Moreover, the Apa-Cyc inclusion complex helps to improve the chemical properties of apatinib and enable the preparation of the insoluble apatinib into a stable aqueous solution, which also facilitates the pharmaceutical preparation of apatinib. Application of Apa-Cyc in clinical treatment could also avoid the potential stimulation or toxic/side effects of organic solvents (eg, PEG or Tween) in an apatinib solution (eg, Apa-Sol) when injecting an apatinib solution. Based on this, a temperature-sensitive phase-change hydrogel of apatinib (named Apa-Gel) was prepared with apatinib– cyclodextrin and poloxamer 407. Apa-Gel was injected into HCC tissues in nude mice to examine the long-term antitumor effect. Apa-Gel is a liquid medicament at room temperature, and it can be converted into a hydrogel at body temperature to avoid the quick clearance of drug from tumor tissues being injected into the tissue.

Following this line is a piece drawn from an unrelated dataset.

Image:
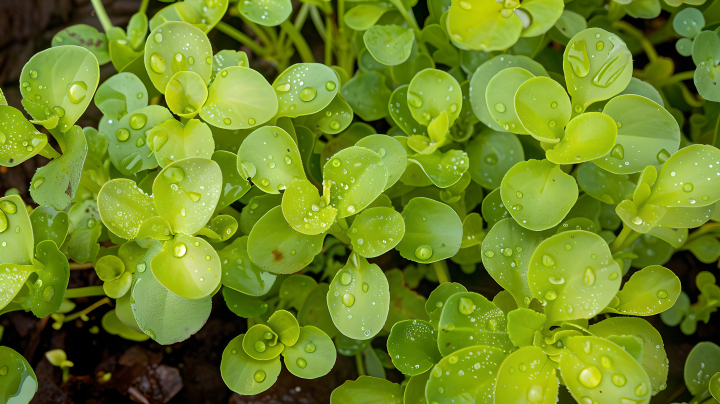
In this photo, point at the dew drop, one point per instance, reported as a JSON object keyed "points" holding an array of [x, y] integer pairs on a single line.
{"points": [[157, 63], [424, 252], [348, 299]]}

HCC cells in the tissue gradually degrade and dissolve the hydrogel (Apa-Gel), releasing the drug from the hydrogel, thus achieving long-term sustaining of apatinib in tumor tissues. In addition, Apa-Gel is liquid at room temperature and becomes hydrogel when its temperature is close to body temperature, which not only contributes to more effective drug administration but also offers more choices for transcatheter arterial chemoembolization (TACE) when treating advanced HCC.39,40 Current TACE strategy is that chemotherapeutic drugs, such as adriamycin, are directly mixed with the lipiodol and then deposited in the tumor tissues via tumor blood vessels. There are disadvantages to this treatment strategy: 1) adriamycin has excellent water solubility properties, and other drugs, such as lobaplatin, also contain metal ions. However, these drugs are not miscible with lipiodol and cannot exert the best synergistic effect, and 2) embolization agents, such as gel sponges, cannot be loaded with these drugs. In the present work, Apa-Gel, a liquid at room temperature, was found to enter into the tumor tissue and be converted into a gel. Such a hydrogel can not only achieve long-term release of the drug in the tumor tissue but also block the tumor blood vessel and exert an embolism function.

Conclusion

This study prepared formulations of apatinib to improve the efficiency of apatinib, a newly approved and potentially highly effective molecular targeted agent for treating advanced HCC. A novel slow-releasing system prepared with apatinib–cyclodextrin-poloxamer allows apatinib to be slowly released, facilitates tissue attachment, and thereby preserves the long-acting efficiency of apatinib.

Poloxamer 407 hydrogel did not inhibit subcutaneous growth of MHCC97-H in nude mice.

Notes: MHCC97-H cells were injected into nude mice to form subcutaneous tumors. The control group mice received intratumor injection of solvent control. Mice were once administered with 12.5% concentration of poloxamer 407 hydrogel. The results are shown as (A) photographs of tumors, (B) tumor volumes, and (C) tumor weights.